18. Não fica bem para o (N)DCCJ se expor em redes sociais. Diria mesmo que esse negócio de Facebook pode, mesmo, ser perigoso. Cá para nós, que frescura é essa de ficar colocando toda a sua privacidade no Facebook? Um jovem que passou em um cargo de carreira jurídica — e agora é um (N)DCCJ — deve estudar, fazer mestrado, doutorado e parar com essa perda de tempo de ficar se expondo nas redes sociais. O (N)DCCJ deve ler bons livros. Assim, não ficará citando compêndios de baixa categoria nas petições, pareceres e sentenças (e nem tirará modelitos das redes sociais).
19. Na linha da dica anterior: antes de abrir a internet para encomendar o último livro de Direito simplificado, respire fundo dez vezes, pense que você vai ficar mais burro... Faça uma análise de custo e benefício. E não fique escrevendo coisas no Facebook do tipo “hoje fui passear com meu cachorro...” ou “vou ao cinema ver o Adam Sandler na sua última comédia; vamos eu e o(a) novo(a) procurador(a) autárquico(a) que assumiu ontem...” (sem ser politicamente incorreto, mas cuidado com essa exposição de intimidades, em tempos de revelações na novela da Globo). E nem pense em dizer que acabou de sair do jogo de tênis... Fique sabendo de uma coisa (e, por favor, peço que compreendam a brincadeira — não peguem o que estou dizendo ao pé-da-letra): não existe intelectual bronzeado e que saiba jogar tênis. Ou uma coisa ou outra... (sei que existem alguns intelectuais que conseguem compatibilizar essas duas coisas — raros, mas existem). A vida é feita de escolhas.

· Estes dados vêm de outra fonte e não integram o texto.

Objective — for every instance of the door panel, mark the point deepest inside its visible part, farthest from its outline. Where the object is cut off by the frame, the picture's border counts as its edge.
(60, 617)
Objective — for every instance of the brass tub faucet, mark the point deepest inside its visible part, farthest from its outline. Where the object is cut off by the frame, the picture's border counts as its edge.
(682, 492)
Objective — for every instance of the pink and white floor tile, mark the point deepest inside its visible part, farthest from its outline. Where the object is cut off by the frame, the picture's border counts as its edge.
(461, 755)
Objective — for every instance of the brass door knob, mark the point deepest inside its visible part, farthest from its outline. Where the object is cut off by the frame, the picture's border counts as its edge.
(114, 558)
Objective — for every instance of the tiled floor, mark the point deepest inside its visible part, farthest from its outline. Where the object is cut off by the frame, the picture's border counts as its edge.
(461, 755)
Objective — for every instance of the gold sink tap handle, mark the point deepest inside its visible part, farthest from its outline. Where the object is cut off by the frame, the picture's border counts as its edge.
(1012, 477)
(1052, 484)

20. Finalmente, se você subir na vida e chegar a algum ministério, não use avião da FAB. Viaje em avião de carreira, como a patuleia. Faz mal para as costas, mas faz bem ao espírito (público). E também não faça nepotismo. Direto ou indireto. Não use sua influência para beneficiar parentes. Acredite: o ideal de vida boa que a Constituição estabelece tem na meritocracia o seu baluarte.
Uma dica final
Não esqueçamos que a coluna se chama Senso Incomum. E que algumas coisas devem ser ditas, sempre. Mesmo que, por vezes, sejam contra o que digam ou o que façam ministros de Estado e ministros do STF, como é o caso dos que frequentaram os noticiários e as redes sociais no último final de semana, em face da possibilidade de preenchimento de cargos de desembargador estadual e federal pela prole de dois dos ministros da Corte Maior (clique aqui para ler). Fiquei pensando em qual das dicas do meu manual se enquadraria a situação relatada na aludida reportagem da Folha de S.Paulo. Tenho que dizer: se o que consta na matéria é verdade, então a situação se enquadra na dica número 20, acima. De todo modo, tinha que falar sobre tudo isso, mormente quando isso ocorre em tempos de protestos populares contra o modo como se exerce o poder em terrae brasilis. Sempre me lembro da pobre camponesa (da coluna passada) prestes a dar à luz. Isso não me sai da cabeça. Entre sístoles e diástoles, a coluna vai indo. Com os custos normais à espécie. Na forma da lei e da Constituição! Acham os leitores que o “manual” tem futuro? Vende?